Published in Frontiers in Cellular and Infection Microbiology The gastrointestinal antibiotic resistome in pediatric leukemia and lymphoma patients indicates the need for protocols to make sure antibiotics are used appropriately and not indiscriminately.
“Patients with cancer are at very high risk of infections,” says IWK hematologist, oncologist and principal investigator Dr. Ketan Kulkarni. “Any fever in cancer patients is considered a medical emergency and must be treated immediately. Very often it means one or more intravenous (IV) antibiotic.”
“Our research focused on the effect of antibiotics on the “resistome” or antibiotic resistance genes found in bacteria in the microbiome of the gastrointestinal tract,” says IWK Clinical Pharmacy Specialist Dr. Tamara MacDonald. “We found that children with leukemia/lymphoma who received repeated courses of antibiotics resulted in increases in the abundance of the bacteria that can harbor these antibiotic resistant pathways.”

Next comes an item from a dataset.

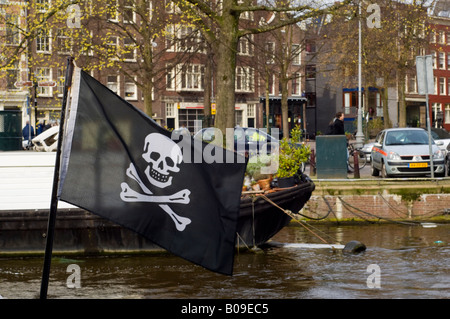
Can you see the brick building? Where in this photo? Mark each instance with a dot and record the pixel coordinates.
(180, 58)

Researchers studied stool samples of patients to see whether they contained antibiotic resistance genes. They found multidrug efflux pump genes (proteins that allow microorganisms to regulate their internal environment by removing toxic substances, including antimicrobial agents) and genes that regulate them. Their presence can result in resistance as they identify antibiotics as toxic and pump them out. This could potentially allow opportunistic pathogens to persist and increase even with the use of antibiotics.
These genes also enhance the ability of these pathogens to survive in stressful environments, like those created during oncology treatment. This could also contribute to increases in opportunistic pathogens in the gastrointestinal tract, which is problematic as the gastrointestinal tract is weakened during treatment and there is an increased likelihood of bacteria entering the blood stream and causing life-threatening infections.
“Most genes that are responsible for resistance perform other functions and it is mutated forms of the genes or the acquirement of these genes by other bacteria that leads to resistance,” says Dr. Katherine Dunn, research associate with Dr Kulkarni’s team. “Just because we find antibiotic resistance genes doesn’t mean resistant bacteria are present. The presence of these genes in the microbial community though does signal the potential for resistance and monitoring especially in this vulnerable population is valuable.”
“This research shows that we need to be more vigilant regarding the use of antibiotics in this population,” says MacDonald. “And only use when required and for as little amount of time as required to try to reduce the emergence of devastating resistant pathogens. We need to constantly revise our protocols to optimise them”
“Antibiotics use and abuse is a global problem,” says Kulkarni. “All of us need to collectively remember to use antibiotics appropriately to handle this global problem. Indiscriminate and inappropriate use can lead to a major challenge with resistance.”
This research was funded by the Nova Scotia Health Research Foundation (now Research Nova Scotia), the Beatrice Hunter Cancer Research Institute and through the support of the IWK Foundation, through the JD Irving Fund and an IWK Project Grant.